El encuentro estaba previsto desde hace un mes. La idea era que hubiera dos reuniones en las primeras semanas de febrero, una con Lavigne y otra con Luis Caputo. Los dos funcionarios las habían acordado en la reunión que tuvieron con la UIA el 16 de diciembre. Pero el conflicto incendiario que estalló el domingo pasado apuró los tiempos. "Fue una reunión positiva, tocamos todos los temas", dijeron cerca de Rapallini.

Milei acusó en las últimas horas a Rocca de intentar desestabilizar al Gobierno, y le advirtió que, si su empresa quería hacer "negocios turbios" con el Estado por ofrecer productos más caros, "deben desaparecer e ir a la quiebra". Así, apuntó contra los intentos del grupo por proveer de tubos al gasoducto de 500 kilómetros de Vaca Muerta, una licitación que terminó perdiendo a manos de la firma india Welspun.

En medio de esas tensiones, el funcionario repasó con Rappalini la "problemática industrial". Desde el reclamo de financiamiento para las pyme ante la caída del consumo, rebajas tributarias y el freno al contrabando y la subfacturación de importaciones hasta los casos de dumping que vienen impulsado algunas empresas para neutralizar la "competencia desleal" de países, como China.

Respecto a la agenda tributaria, la central fabril busca avanzar en la reducción de los derechos de exportación a las manufacturas industriales, reintegros a las exportaciones, devolución de impuestos y la reducción de costos no salariales, adicional a la disminución del 3% de las cargas sociales de la reforma laboral. "Se está trabajando en una rebaja de las contribuciones patronales a cuenta del IVA", confirmó Rappalini.

La idea es avanzar por ese camino, por fuera del proyecto de modernización laboral que se tratará en febrero en el Congreso. El equipo de Caputo se comprometió a estudiar el "costo fiscal" de las posibles concesiones. Si bien el 2025 cerró con un superávit primario del 1,4% del PBI a fuerza de un duro ajuste, la recaudación cayó un 7% anual real y la reforma laboral recortaría casi 1 punto adicional de los ingresos.
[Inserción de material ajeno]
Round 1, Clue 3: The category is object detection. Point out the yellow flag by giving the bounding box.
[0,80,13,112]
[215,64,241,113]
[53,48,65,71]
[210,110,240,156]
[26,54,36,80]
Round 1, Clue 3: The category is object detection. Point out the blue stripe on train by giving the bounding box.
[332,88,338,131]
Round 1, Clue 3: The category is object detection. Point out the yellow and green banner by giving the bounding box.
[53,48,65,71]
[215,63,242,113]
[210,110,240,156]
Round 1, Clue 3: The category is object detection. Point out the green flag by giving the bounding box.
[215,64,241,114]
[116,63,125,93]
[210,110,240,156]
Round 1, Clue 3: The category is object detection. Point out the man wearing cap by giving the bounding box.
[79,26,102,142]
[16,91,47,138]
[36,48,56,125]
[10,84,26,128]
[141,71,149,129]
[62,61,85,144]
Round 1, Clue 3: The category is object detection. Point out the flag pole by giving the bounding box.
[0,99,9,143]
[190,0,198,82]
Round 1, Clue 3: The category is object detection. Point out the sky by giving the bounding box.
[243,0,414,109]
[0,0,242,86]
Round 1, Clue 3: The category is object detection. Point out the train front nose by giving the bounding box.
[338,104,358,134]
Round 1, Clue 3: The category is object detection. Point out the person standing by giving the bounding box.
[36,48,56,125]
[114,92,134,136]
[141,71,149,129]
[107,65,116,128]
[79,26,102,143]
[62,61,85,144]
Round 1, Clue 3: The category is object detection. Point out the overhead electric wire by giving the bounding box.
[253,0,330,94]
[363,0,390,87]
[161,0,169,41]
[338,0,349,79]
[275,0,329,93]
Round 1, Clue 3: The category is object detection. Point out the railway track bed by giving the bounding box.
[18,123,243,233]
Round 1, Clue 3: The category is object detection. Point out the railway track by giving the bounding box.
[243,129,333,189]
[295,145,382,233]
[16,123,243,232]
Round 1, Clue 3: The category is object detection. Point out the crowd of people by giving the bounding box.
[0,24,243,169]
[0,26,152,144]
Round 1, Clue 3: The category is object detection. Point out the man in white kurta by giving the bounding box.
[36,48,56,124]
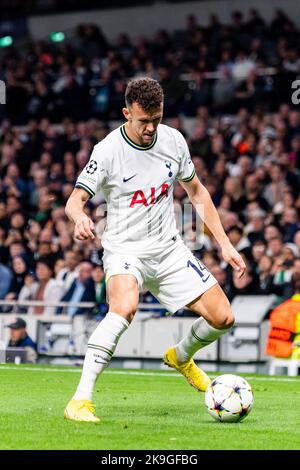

La cúpula fabril espera con ansias la votación de la iniciativa que flexibiliza las condiciones de trabajo, habilita la extensión de la jornada laboral hasta 12 horas sin pago de extras, restringe el derecho de huelga y reduce las indemnizaciones por despido. Esas parecen ser por ahora las "zanahorias" para contener el descontento creciente en las pymes industriales, la base mayoritaria de la UIA.

Los industriales, no obstante, insisten en otras medidas para frenar la pérdida de más de 21.000 empleos en la industria. En esa línea, Lavigne proyectó un crecimiento de la actividad del 4% en 2026 y aparentemente se mostró dispuesto a evaluar propuestas para atender la crisis de consumo en el rubro textil, indumentaria, construcción y metalurgia. El próximo paso es la reunión con Caputo.

Rappalini apeló a su optimismo característico para encausar el vínculo con Lavigne, en medio del clima de estupefacción que vivieron los industriales en los últimos días. El embajador de Techint en la central fabril, David Uriburu, no podía creer el martes cuando durante la reunión de comité ejecutivo vio desde su celular el tuit de Milei refiriéndose a su jefe como "Don Chatarrín de los tubitos caros".

La cumbre fabril se sumergió en un debate extendido. Se habló de que la apertura "va a tocar a todos" y se respiró incomodidad por las dudas sobre cómo lidiar con un gobierno, que parece arrinconarlos cada vez más. "Es tierra arrasada", dijo el textil Claudio Dresher. "Bueno, pero no digamos nada como UIA", deslizaron los emisarios de Rocca. Y así fue: no hubo comunicado sobre el tema.

El hecho de que la mesa chica se haya reunido en una época en la que los dirigentes suelen tomarse vacaciones marcó la tónica del encuentro y de los que se van a suceder en diferentes provincias. Estuvieron presentes Rodrigo Pérez Graziano (Automotrices), Claudio Drajes (Laboratorios), Silvio Zurzolo (Industriales bonaerenses) y Walter Andreozzi (Metalúrgicos de Rosario), entre otros.

Dresher tuvo que disculparse por escaparse de apuro: se enteró que México subió los aranceles a la indumentaria, en una semana con 400 despidos en tres provincias, gatillados por importaciones textiles. Una postal que refuerza entre los fabriles más golpeados, incluyendo los de mayor espalda, la sensación de que Argentina se abre mientras el mundo se cierra.